In spite of efforts to reach Davidson County’s Hispanic residents, who make up 19.3% of the county’s current 2,776 COVID-19 cases, testing has decreased this week, said Fabian Bedne in his two weekly Spanish language press conferences.
Bedne, a former Metro Councilmember who serves as planner in Mayor John Cooper’s office, provides the conferences as part of the city’s effort to reach the area’s Hispanic population.
As part of the At-Risk Nashvillian COVID Response Plan, Metro officials began reaching out to public and private facilities in June in order to better reach the hard-hit immigrant community. At its peak in June, immigrants accounted for 30% of COVID-19 cases, and although that figure has gone down, Metro officials encourage people to get tested, said Bedne.

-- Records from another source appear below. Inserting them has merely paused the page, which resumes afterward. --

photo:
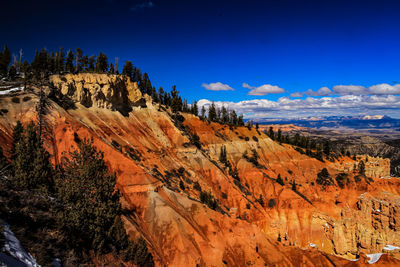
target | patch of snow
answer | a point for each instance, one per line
(391, 247)
(15, 249)
(374, 257)
(11, 90)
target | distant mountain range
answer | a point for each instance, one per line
(341, 122)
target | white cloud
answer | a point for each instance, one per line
(385, 89)
(297, 94)
(264, 89)
(335, 105)
(323, 91)
(350, 89)
(218, 86)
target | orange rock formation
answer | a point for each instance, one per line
(152, 154)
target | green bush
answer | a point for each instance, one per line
(324, 178)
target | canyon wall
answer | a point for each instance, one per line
(191, 208)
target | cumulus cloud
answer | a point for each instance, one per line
(323, 91)
(350, 89)
(378, 89)
(218, 86)
(385, 89)
(297, 94)
(311, 106)
(263, 89)
(142, 5)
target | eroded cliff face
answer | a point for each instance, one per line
(113, 92)
(162, 177)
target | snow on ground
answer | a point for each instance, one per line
(15, 249)
(374, 257)
(391, 247)
(11, 90)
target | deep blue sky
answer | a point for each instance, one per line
(296, 45)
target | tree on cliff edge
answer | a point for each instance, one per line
(101, 63)
(91, 206)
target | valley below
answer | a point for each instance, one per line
(262, 204)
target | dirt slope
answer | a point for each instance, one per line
(160, 173)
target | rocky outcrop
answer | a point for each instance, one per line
(163, 178)
(375, 167)
(113, 92)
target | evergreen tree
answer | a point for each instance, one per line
(5, 60)
(12, 73)
(194, 108)
(137, 75)
(271, 133)
(279, 135)
(233, 118)
(224, 115)
(212, 112)
(69, 63)
(222, 155)
(85, 189)
(51, 63)
(91, 63)
(127, 69)
(111, 69)
(60, 60)
(240, 120)
(279, 180)
(176, 104)
(17, 136)
(31, 166)
(327, 148)
(85, 63)
(361, 168)
(78, 60)
(3, 161)
(101, 63)
(203, 112)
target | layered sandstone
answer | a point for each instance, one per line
(152, 154)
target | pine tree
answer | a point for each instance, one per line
(361, 168)
(78, 60)
(271, 133)
(12, 72)
(203, 112)
(69, 63)
(279, 135)
(3, 161)
(137, 75)
(279, 180)
(327, 148)
(224, 115)
(91, 63)
(17, 136)
(60, 60)
(212, 113)
(101, 63)
(240, 120)
(31, 166)
(222, 155)
(5, 61)
(127, 69)
(233, 118)
(194, 108)
(111, 70)
(85, 189)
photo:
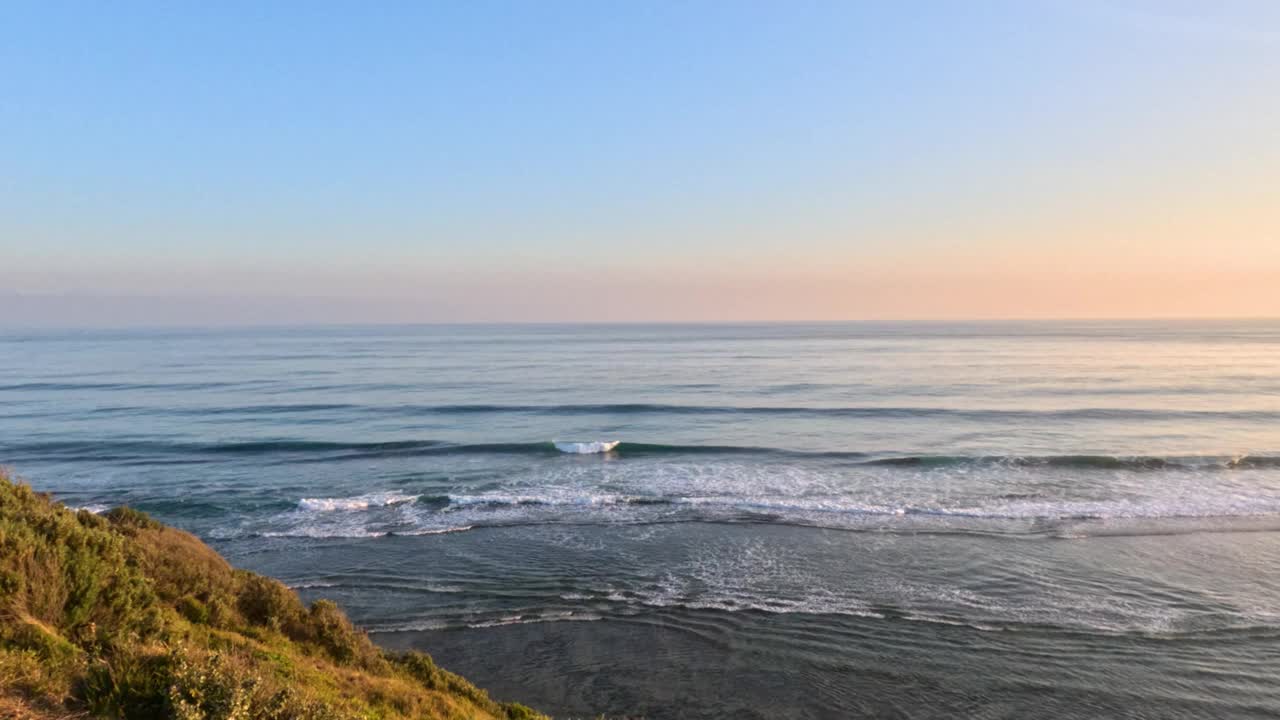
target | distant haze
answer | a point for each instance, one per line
(236, 163)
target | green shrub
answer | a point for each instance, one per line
(122, 616)
(193, 610)
(268, 602)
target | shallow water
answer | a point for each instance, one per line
(917, 520)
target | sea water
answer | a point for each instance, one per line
(801, 520)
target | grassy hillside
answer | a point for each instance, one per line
(120, 616)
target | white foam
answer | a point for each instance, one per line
(359, 502)
(586, 447)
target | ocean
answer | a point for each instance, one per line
(799, 520)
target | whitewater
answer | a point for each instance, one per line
(664, 519)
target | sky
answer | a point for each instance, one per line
(227, 163)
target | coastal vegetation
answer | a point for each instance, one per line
(118, 615)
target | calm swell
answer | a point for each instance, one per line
(816, 520)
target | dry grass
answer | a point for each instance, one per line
(120, 616)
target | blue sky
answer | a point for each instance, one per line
(516, 160)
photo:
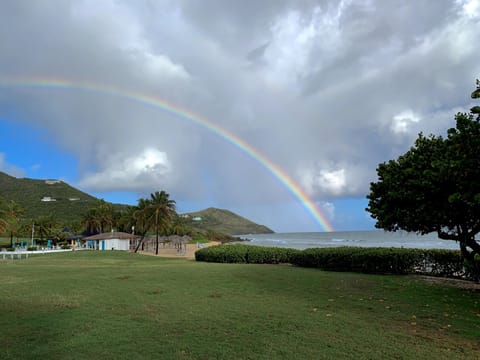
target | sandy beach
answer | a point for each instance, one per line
(189, 253)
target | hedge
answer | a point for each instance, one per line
(436, 262)
(246, 254)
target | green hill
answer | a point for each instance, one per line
(46, 197)
(66, 203)
(224, 221)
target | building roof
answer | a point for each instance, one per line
(111, 235)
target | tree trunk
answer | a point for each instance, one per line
(473, 267)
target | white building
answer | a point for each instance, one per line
(110, 241)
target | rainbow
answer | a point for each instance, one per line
(185, 114)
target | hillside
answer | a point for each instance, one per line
(66, 203)
(224, 221)
(46, 197)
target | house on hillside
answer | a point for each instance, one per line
(110, 241)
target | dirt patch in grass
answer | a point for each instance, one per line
(457, 283)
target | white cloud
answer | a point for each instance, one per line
(402, 122)
(142, 172)
(471, 8)
(328, 208)
(9, 168)
(324, 90)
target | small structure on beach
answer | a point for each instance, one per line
(111, 241)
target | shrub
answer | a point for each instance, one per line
(247, 254)
(446, 263)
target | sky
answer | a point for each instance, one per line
(277, 110)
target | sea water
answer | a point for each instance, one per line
(374, 238)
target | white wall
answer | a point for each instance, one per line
(117, 244)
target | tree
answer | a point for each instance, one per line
(435, 187)
(161, 210)
(11, 215)
(47, 227)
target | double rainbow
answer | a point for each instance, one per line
(187, 115)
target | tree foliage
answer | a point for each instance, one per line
(434, 187)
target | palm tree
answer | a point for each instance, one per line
(47, 227)
(161, 210)
(91, 222)
(141, 220)
(11, 214)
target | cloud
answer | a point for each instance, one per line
(139, 173)
(402, 122)
(323, 90)
(9, 168)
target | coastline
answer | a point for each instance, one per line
(187, 253)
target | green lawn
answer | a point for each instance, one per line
(115, 305)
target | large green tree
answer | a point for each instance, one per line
(161, 210)
(435, 187)
(11, 216)
(156, 212)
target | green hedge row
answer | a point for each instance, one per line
(446, 263)
(246, 254)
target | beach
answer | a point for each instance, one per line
(187, 253)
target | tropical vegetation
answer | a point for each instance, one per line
(120, 305)
(435, 187)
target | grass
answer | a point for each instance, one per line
(115, 305)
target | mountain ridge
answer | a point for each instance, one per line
(55, 197)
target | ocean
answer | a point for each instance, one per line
(374, 238)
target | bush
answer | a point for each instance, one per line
(246, 254)
(446, 263)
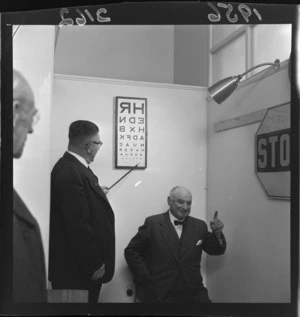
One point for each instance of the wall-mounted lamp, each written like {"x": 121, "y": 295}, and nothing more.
{"x": 222, "y": 89}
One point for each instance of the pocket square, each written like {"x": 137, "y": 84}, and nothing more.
{"x": 199, "y": 243}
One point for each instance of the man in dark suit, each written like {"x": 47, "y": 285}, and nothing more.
{"x": 29, "y": 275}
{"x": 164, "y": 256}
{"x": 82, "y": 231}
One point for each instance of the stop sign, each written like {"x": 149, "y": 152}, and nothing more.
{"x": 272, "y": 143}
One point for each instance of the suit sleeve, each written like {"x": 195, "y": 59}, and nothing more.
{"x": 214, "y": 245}
{"x": 135, "y": 254}
{"x": 75, "y": 212}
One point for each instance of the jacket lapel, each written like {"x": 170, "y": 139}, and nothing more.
{"x": 186, "y": 237}
{"x": 170, "y": 236}
{"x": 22, "y": 211}
{"x": 93, "y": 180}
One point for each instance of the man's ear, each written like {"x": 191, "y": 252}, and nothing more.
{"x": 88, "y": 147}
{"x": 169, "y": 200}
{"x": 16, "y": 108}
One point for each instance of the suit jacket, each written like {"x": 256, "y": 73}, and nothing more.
{"x": 29, "y": 275}
{"x": 82, "y": 231}
{"x": 156, "y": 256}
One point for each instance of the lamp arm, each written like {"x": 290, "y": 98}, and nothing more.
{"x": 276, "y": 64}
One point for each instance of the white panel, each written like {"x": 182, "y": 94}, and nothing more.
{"x": 229, "y": 60}
{"x": 271, "y": 42}
{"x": 33, "y": 53}
{"x": 176, "y": 154}
{"x": 220, "y": 32}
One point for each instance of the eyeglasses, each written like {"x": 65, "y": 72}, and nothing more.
{"x": 35, "y": 118}
{"x": 95, "y": 142}
{"x": 181, "y": 202}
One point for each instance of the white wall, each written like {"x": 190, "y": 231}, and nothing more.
{"x": 33, "y": 53}
{"x": 191, "y": 54}
{"x": 256, "y": 265}
{"x": 140, "y": 53}
{"x": 176, "y": 153}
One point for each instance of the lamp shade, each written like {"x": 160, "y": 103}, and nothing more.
{"x": 221, "y": 90}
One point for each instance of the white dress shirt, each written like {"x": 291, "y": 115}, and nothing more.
{"x": 177, "y": 228}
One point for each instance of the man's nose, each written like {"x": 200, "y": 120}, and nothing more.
{"x": 186, "y": 205}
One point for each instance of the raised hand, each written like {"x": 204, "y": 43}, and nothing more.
{"x": 216, "y": 224}
{"x": 105, "y": 189}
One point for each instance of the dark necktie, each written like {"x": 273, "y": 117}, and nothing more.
{"x": 177, "y": 222}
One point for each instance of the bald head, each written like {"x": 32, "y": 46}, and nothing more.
{"x": 180, "y": 202}
{"x": 24, "y": 112}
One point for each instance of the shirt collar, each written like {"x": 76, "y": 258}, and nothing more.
{"x": 80, "y": 159}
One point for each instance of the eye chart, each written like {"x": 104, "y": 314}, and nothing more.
{"x": 131, "y": 132}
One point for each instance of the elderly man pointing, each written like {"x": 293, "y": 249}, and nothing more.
{"x": 164, "y": 256}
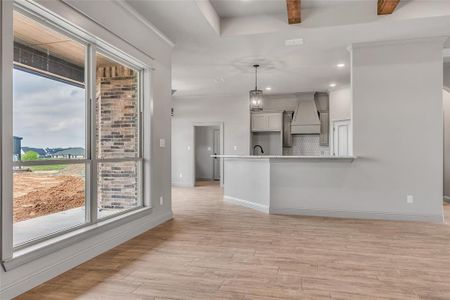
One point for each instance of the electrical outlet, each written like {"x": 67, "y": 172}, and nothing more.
{"x": 409, "y": 199}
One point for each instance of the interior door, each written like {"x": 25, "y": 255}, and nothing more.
{"x": 216, "y": 150}
{"x": 341, "y": 138}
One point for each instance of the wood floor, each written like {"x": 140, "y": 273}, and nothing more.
{"x": 214, "y": 250}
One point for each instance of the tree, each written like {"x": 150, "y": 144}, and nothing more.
{"x": 30, "y": 155}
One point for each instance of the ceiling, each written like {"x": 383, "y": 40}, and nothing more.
{"x": 215, "y": 48}
{"x": 237, "y": 8}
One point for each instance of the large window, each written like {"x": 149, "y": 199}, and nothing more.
{"x": 77, "y": 147}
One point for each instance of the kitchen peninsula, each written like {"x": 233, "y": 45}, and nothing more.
{"x": 299, "y": 185}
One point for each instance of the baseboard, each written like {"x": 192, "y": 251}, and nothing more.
{"x": 248, "y": 204}
{"x": 127, "y": 232}
{"x": 181, "y": 184}
{"x": 356, "y": 215}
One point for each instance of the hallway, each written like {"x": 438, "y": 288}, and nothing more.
{"x": 215, "y": 250}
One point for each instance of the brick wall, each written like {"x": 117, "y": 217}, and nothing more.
{"x": 117, "y": 136}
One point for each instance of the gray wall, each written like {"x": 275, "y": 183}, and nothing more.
{"x": 141, "y": 36}
{"x": 232, "y": 111}
{"x": 446, "y": 105}
{"x": 204, "y": 143}
{"x": 397, "y": 120}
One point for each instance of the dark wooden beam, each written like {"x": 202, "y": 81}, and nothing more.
{"x": 387, "y": 7}
{"x": 294, "y": 11}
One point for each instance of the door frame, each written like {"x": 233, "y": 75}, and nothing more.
{"x": 350, "y": 138}
{"x": 208, "y": 124}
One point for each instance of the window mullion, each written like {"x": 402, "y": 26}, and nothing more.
{"x": 92, "y": 149}
{"x": 6, "y": 109}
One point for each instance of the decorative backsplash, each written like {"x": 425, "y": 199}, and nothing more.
{"x": 306, "y": 145}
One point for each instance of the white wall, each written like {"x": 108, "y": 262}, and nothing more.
{"x": 446, "y": 104}
{"x": 341, "y": 103}
{"x": 149, "y": 43}
{"x": 232, "y": 111}
{"x": 340, "y": 109}
{"x": 397, "y": 123}
{"x": 204, "y": 143}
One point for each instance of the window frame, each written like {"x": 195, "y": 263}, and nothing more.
{"x": 93, "y": 46}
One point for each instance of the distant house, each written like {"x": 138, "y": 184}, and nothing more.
{"x": 42, "y": 152}
{"x": 76, "y": 152}
{"x": 17, "y": 153}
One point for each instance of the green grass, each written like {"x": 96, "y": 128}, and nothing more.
{"x": 47, "y": 168}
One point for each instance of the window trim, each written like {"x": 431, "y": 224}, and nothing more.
{"x": 93, "y": 44}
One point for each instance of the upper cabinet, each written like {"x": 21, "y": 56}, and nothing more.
{"x": 267, "y": 122}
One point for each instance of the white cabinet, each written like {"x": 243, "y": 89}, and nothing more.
{"x": 267, "y": 122}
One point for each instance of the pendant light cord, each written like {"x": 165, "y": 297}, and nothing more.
{"x": 256, "y": 77}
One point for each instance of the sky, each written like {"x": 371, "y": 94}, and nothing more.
{"x": 48, "y": 113}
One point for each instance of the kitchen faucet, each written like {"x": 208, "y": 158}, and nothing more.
{"x": 257, "y": 146}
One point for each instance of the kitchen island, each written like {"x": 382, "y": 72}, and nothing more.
{"x": 297, "y": 185}
{"x": 327, "y": 186}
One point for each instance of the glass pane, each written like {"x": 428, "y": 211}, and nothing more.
{"x": 117, "y": 110}
{"x": 49, "y": 93}
{"x": 47, "y": 199}
{"x": 118, "y": 187}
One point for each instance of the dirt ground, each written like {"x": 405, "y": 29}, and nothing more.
{"x": 42, "y": 193}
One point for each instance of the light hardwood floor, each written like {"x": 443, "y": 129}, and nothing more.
{"x": 215, "y": 250}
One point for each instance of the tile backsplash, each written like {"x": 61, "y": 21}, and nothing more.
{"x": 306, "y": 145}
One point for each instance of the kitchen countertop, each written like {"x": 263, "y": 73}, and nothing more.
{"x": 345, "y": 158}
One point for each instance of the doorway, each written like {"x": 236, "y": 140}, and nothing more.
{"x": 341, "y": 138}
{"x": 208, "y": 142}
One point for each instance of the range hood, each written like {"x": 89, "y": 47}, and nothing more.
{"x": 306, "y": 119}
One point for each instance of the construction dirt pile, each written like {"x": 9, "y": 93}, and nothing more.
{"x": 66, "y": 194}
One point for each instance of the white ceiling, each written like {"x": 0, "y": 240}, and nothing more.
{"x": 240, "y": 8}
{"x": 206, "y": 62}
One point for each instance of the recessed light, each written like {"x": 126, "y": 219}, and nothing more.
{"x": 293, "y": 42}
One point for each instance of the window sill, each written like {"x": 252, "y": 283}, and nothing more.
{"x": 33, "y": 252}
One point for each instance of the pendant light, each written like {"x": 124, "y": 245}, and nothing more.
{"x": 256, "y": 95}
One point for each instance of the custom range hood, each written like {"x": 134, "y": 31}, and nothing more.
{"x": 306, "y": 119}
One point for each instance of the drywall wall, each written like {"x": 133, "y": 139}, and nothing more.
{"x": 204, "y": 147}
{"x": 340, "y": 109}
{"x": 397, "y": 133}
{"x": 139, "y": 40}
{"x": 231, "y": 110}
{"x": 341, "y": 103}
{"x": 446, "y": 105}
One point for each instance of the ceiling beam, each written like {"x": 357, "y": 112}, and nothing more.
{"x": 294, "y": 11}
{"x": 387, "y": 7}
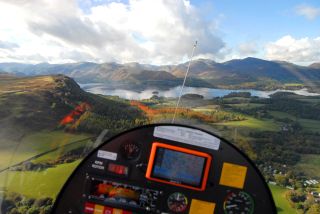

He acknowledged that many immigrant laborers work long hours and have difficulties in getting tested. The At-Risk plan sought to address this issue by cooperating with community centers, such as churches and cultural centers, to make testing more accessible. Residents can also get tested at Meharry Hospital and Nissan Stadium.
Bedne reminds those who seek to avoid wearing masks due to medical reasons to stay home.
“Prevent infecting yourself as to not infect others,” said Bedne.
As of Thursday, 210 Nashvillians have died, and 167 are currently hospitalized.
People within the age range of 25-34 report the most COVID cases, but those in older demographics account for most of the deaths.